Alaska announced a pretty big improvement to their Mileage Plan program today, which will be great news for those that credit partner flights to Alaska. While Alaska has over a dozen airline partners across the alliances, they’re not all eligible for elite qualifying mileage accrual.
As of now, only the following partner airlines are eligible for elite qualifying mileage accrual through Mileage Plan:
However, as of January 15, 2014, all international Mileage Plan partners will be eligible not just for redeemable mileage accrual, but also for elite qualifying mileage accrual. This means the following five airlines are being added as partners eligible for elite mileage accrual:
- British Airways
- Korean Air
- Cathay Pacific
- Qantas
- Fiji Airways
Elite qualifying mileage accrual rates will match current redeemable mileage accrual rates for these partner airlines. You can find those earnings rates by partner here.
Alaska’s Mileage Plan program is interesting to begin with since they have different thresholds for elite status based on whether you’re just flying Alaska Airlines or whether you’re also crediting miles to them from partner airlines. For example, I’m an MVP Gold 75K, which can be earned either by racking up 75,000 elite qualifying miles earned solely on Alaska, or 90,000 elite qualifying miles on a combination of Alaska and partner airlines. Since I credited flights from American, Delta, and Emirates to Alaska, I qualified through the latter method.

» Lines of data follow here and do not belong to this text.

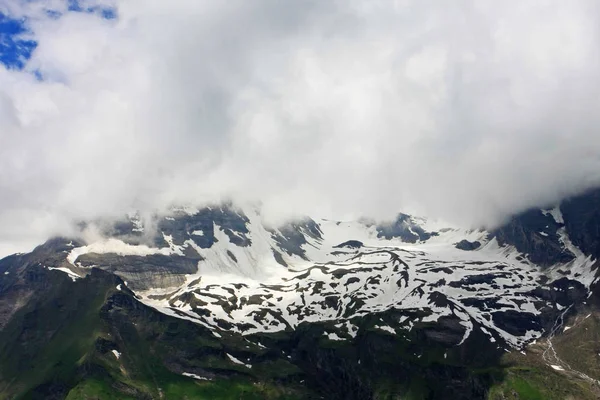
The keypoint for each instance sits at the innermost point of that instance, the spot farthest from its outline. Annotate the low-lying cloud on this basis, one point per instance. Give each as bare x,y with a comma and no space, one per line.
466,111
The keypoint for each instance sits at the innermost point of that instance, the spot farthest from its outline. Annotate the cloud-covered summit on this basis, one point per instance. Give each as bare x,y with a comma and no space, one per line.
468,111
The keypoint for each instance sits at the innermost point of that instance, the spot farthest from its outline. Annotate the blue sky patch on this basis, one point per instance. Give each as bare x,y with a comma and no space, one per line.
15,50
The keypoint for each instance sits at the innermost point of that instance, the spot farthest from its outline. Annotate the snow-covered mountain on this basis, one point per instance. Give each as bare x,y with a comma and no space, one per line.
205,300
224,268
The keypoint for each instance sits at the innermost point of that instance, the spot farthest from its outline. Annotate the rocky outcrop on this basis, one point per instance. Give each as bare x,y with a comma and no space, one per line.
534,234
582,221
467,246
405,228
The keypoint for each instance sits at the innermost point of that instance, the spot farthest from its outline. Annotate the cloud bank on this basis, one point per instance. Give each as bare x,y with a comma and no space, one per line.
467,111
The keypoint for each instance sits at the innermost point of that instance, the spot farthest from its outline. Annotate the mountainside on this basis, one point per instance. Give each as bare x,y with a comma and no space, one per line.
214,303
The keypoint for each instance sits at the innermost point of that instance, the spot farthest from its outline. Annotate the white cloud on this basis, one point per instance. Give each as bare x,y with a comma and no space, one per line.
468,111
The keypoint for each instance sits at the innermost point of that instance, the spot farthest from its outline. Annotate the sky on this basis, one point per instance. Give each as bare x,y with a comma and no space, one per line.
467,111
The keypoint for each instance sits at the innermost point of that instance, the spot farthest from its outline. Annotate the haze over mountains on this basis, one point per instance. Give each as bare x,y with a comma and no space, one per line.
468,112
340,199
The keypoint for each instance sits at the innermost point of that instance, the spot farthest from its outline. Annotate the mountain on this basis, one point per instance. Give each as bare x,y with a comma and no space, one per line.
213,303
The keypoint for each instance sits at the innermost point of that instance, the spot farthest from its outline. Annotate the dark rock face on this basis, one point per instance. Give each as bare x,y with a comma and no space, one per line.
200,227
292,237
582,220
535,234
467,246
404,228
144,272
353,244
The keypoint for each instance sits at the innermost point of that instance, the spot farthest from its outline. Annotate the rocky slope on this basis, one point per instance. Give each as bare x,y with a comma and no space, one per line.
311,309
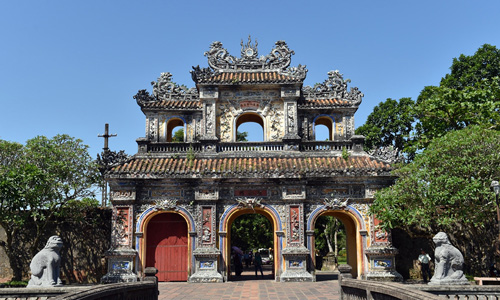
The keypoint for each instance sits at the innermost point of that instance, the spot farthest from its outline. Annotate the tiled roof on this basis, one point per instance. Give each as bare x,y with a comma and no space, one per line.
249,78
319,103
248,167
173,104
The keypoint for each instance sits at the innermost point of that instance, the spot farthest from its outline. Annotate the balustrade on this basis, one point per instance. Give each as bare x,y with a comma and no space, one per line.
309,146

I actually only flew about 15,000 miles on Alaska this year.
My guess is that Alaska’s motivation here is to get even less dependent on Delta. Delta is one of the current partners on which you can earn Alaska EQMs, so really they’re just driving passengers away from Delta and on to other partners with this move.

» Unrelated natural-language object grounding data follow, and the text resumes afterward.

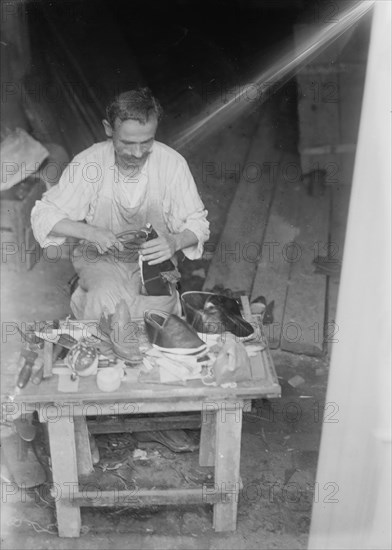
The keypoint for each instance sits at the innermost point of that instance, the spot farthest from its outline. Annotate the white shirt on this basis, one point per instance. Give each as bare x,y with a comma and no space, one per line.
91,188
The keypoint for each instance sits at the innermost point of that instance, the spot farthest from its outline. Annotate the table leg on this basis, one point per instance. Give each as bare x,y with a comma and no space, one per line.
207,439
65,475
227,464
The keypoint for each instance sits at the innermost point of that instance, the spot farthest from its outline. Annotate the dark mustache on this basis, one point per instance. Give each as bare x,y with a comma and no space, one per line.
136,159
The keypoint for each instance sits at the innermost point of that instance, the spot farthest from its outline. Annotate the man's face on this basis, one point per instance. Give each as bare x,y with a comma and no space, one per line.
132,141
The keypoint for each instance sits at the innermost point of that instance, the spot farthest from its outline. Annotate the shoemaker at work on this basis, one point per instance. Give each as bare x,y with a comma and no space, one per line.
118,185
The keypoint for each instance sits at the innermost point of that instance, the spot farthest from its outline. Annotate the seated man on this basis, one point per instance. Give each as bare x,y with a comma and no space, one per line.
118,185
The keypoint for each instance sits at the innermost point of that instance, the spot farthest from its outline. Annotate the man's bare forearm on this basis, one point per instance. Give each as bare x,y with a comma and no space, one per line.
184,239
104,239
71,228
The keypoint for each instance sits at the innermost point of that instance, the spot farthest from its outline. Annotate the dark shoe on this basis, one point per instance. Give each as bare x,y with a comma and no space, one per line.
211,313
157,278
170,332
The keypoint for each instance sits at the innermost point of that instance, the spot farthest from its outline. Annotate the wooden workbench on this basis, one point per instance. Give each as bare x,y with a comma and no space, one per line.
65,415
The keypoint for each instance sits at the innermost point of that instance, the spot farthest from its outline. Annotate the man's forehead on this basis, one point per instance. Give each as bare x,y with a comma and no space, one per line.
134,126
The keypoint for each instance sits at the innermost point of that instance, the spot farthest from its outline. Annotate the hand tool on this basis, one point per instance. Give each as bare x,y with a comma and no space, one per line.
38,371
27,358
31,338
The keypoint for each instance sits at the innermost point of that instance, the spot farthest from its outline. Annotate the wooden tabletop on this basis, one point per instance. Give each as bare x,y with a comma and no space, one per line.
264,383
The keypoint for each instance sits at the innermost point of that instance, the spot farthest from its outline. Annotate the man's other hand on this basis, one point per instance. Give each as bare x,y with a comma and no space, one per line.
104,239
158,250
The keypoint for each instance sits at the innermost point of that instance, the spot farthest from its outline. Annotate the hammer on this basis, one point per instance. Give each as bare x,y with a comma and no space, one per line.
27,358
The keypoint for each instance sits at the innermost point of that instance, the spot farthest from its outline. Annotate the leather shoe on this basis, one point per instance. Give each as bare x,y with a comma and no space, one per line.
170,332
211,313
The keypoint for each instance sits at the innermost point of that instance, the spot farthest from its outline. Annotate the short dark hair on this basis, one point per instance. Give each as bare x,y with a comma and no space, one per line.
138,105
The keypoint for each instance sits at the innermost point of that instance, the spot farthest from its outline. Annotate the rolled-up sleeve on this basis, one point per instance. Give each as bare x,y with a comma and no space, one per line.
69,199
184,209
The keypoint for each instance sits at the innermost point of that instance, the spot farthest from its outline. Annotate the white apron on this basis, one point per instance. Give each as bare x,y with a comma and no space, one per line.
104,280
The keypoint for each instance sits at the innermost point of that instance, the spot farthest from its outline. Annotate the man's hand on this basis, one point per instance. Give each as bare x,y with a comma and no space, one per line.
160,249
103,239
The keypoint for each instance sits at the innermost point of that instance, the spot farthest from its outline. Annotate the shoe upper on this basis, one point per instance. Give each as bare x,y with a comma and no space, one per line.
167,330
211,313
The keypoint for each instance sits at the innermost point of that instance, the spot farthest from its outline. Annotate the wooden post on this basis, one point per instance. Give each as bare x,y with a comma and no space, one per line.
227,464
65,475
83,449
353,484
207,439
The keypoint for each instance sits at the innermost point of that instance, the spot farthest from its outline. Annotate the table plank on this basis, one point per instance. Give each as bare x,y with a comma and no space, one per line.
227,465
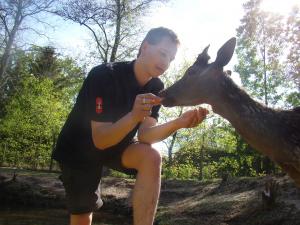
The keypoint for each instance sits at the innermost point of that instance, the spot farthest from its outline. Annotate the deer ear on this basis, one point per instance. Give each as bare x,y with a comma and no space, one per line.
225,53
203,58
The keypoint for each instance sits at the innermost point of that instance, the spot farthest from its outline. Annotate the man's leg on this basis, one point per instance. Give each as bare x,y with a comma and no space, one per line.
147,161
81,219
82,187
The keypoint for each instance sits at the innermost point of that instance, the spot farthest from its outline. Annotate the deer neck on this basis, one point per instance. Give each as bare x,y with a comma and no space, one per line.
251,119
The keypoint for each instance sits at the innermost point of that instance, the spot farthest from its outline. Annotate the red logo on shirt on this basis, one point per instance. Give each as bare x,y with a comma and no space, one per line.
99,105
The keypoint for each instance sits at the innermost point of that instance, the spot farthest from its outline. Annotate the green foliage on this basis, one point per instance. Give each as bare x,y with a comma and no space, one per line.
33,117
36,107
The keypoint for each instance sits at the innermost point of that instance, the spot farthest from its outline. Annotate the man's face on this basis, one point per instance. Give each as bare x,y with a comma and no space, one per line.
158,57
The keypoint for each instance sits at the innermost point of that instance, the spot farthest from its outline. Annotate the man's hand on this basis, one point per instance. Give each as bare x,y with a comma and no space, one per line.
143,105
192,118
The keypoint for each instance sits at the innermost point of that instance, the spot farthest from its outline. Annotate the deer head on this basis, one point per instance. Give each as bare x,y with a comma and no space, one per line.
199,82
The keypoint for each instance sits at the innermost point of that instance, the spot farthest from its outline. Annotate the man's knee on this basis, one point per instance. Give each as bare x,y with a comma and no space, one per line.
141,156
151,157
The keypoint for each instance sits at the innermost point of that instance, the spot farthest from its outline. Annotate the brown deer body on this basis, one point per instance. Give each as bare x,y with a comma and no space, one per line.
275,133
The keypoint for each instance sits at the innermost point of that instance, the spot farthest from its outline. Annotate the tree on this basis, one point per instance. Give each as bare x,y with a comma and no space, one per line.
115,24
260,52
38,107
13,15
293,58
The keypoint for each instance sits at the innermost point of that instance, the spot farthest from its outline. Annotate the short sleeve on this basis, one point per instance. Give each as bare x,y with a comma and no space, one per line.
155,89
100,94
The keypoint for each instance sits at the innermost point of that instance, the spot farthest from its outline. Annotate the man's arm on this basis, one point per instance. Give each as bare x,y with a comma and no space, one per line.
150,133
107,134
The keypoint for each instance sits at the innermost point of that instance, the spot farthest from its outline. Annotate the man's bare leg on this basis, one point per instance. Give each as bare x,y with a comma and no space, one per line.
81,219
147,161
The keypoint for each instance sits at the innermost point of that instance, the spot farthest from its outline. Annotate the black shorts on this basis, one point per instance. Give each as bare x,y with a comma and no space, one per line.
83,184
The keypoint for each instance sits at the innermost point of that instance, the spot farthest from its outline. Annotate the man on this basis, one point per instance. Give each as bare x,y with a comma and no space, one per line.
116,101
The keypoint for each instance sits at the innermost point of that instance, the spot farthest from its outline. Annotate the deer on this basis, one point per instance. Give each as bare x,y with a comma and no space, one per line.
272,132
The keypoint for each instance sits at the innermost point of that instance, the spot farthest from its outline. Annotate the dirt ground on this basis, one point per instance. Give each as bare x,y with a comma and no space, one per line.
233,202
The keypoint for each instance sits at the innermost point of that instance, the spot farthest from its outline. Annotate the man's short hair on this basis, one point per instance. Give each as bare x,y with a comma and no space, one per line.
155,35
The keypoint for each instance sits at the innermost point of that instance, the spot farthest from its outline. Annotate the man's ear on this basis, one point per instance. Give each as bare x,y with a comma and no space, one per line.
144,47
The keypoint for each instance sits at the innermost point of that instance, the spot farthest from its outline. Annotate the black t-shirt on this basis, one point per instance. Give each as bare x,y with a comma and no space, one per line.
107,94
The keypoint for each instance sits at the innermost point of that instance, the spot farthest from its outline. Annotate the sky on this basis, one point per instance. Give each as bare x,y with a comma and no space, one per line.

Anyway, this is a huge improvement, though I do also think every improvement is negative for some. For example, when an airline adds the functionality to book award tickets on more partner airlines online, it’s objectively a positive change, while at the same time it adds competition for those award seats.
Similarly, this will further swell the elite ranks at Alaska, which isn’t a bad thing, since it’s a logical change. But there are only so many first class seats to upgrade into. Then again I’m not really one to talk, given that a vast majority of my Alaska mileage activity comes from partner airlines. 😉
@ leslie -- Unfortunately that's correct, as they don't partner with DragonAir. Kind of ridiculous, I know.
While not ideal, Cathay Pacific does fly to Ho Chi Minh City.
Help!! I try to check on using alaska miles for traveling sfo to han on cathay pacific but alaska rep said it can't be done because they do not partner with dragonair which will fly out of hong kong. They can only get me to hong kong? Thanks in advance
This is probably a topic for another day, but as an Execplat on AA who is not going to requalify, I was wondering what you think is the best strategy for a status match as of July 1, 2014.
Alaska? Delta? United?
I figure if I status match on July 1, I'd be X through Feb 2016 with the new airline. Just wondering which of the three would match American Executive Platinum the best for an LAX-bound flyer. Thanks!
Which
Hey, Lucky, EVA is finally changing their Seattle route to 777-300ER starting Aug 6th, 2014!!! God has finally answered my prayer,lol.......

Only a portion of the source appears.